Preview For The January 2024 US Jobs Report
Headline nonfarm payrolls are seen rising +180k in January, a touch below the +216k pace seen in December, but a touch above the 3-month average of job gains, which currently stands at +165k, its lowest level since the beginning of 2021.
The recent form guide suggests risks to that consensus figure are tilted to the upside, with headline payrolls growth having beaten expectations on four of the last five occasions; of course, the usual caveat of past performance not being a reliable indicator of future results must apply.
Reassuringly, leading indicators also reinforce the idea that risks are to the upside, with initial jobless claims having fallen to a more than 2-year low in the survey week, while continuing jobless claims remained just north of 1.8mln in the same week, a decline of around 500k from the December survey period.
Due to the timing of this month’s jobs report, other leading indicators are yet to be released. The latest ISM manufacturing survey is due on Thursday, while the comparable services report won’t drop until after the jobs number has been released. As always, the ADP employment figure can be safely ignored, with that dataset continuing to demonstrate a negative correlation with the headline payrolls print.
There are, however, a couple of other things worth bearing in mind with the NFP print. Firstly, during the January survey week, the US endured a record cold snap, with wintry weather and heavy snowfall being experienced across much of the country, and temperatures dropping as low as -45°C. This is likely to have had a detrimental impact, at the margin, on headline payrolls growth, if weather left some unable to work, while also likely further denting already diminishing survey response rates.
The other notable aspect of the January jobs report will be the annual benchmark revisions. This is usual practice for the BLS and, while unlikely to be market-moving, will provide additional clarity on the ‘true’ scale of job creation seen in 2023, though the average annual revision is typically within 0.1% of the previously stated figure. On the subject of revisions, though, the annual CPI revision next Friday is likely of much more importance to markets, and the FOMC.
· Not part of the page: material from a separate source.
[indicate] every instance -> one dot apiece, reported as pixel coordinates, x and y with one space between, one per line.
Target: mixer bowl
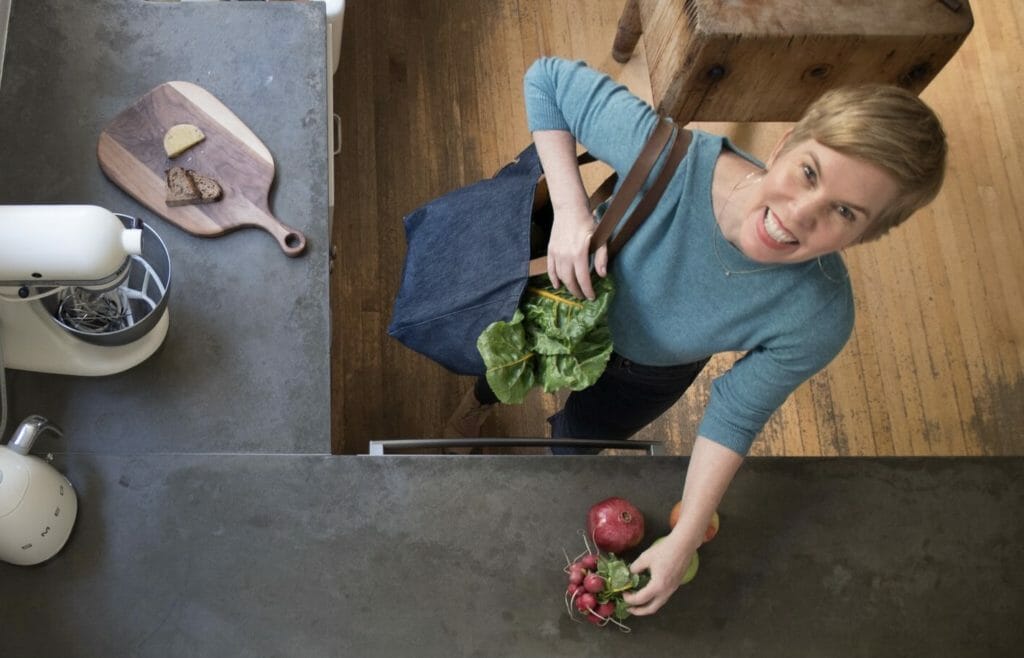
145 290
As always, it will not only be the headline payrolls print that markets watch closely, with various gauges of labour market slack of equal importance. Unemployment is set to have risen by 0.1pp to 3.8% in January; while this would represent a 3-month high, such a print would still leave the U-3 rate at levels which, by and large, imply an economy at ‘full employment’.
Such a rise in unemployment should also be of relatively little concern when viewed in conjunction with the participation rate. Consensus sees labour force participation rebounding to 62.6%, recovering a touch from the slump seen over the festive period, which represented the biggest one-month decline since the height of the pandemic. Rising participation would imply that a higher unemployment rate is being driven by people returning to the labour force to seek work, rather than by an increase in workers being laid off – hence, perhaps counter-intuitively, this would likely be viewed as a positive in policymaking circles.
Earnings are also unlikely to concern the FOMC especially much, with average hourly earnings set to have risen 0.3% MoM, as near as makes no difference unchanged from the pace seen over much of the last 12 months. Such a monthly pace would keep the annual rate unchanged at 4.1% YoY, likely representing a marginal quickening in the pace of real earnings growth, with headline CPI set to have cooled a touch in January, upon release in a couple of weeks’ time.
In terms of market reaction, much will – of course – depend on the policy outlook outlined by Fed Chair Powell on Wednesday, after the first FOMC meeting of the year.
Nevertheless, with the market currently positioned in quite an aggressively dovish manner, continuing to price around 140bp of cuts by the end of the year, the bar for a further dovish repricing on a negative payrolls surprise seems a relatively high one.
On the other hand, a hotter than expected payrolls print will likely, in the market’s mind, reinforce the ‘goldilocks’ US exceptionalism narrative that has dominated the start of 2024, with the greenback having already notched four consecutive weekly advances to kick off the year, closely tracking the sell-off seen across the Treasury curve. A further rise in yields is likely needed for the greenback to continue to advance, probably stemming from any more aggressive pushback from the FOMC on the market-implied rate path.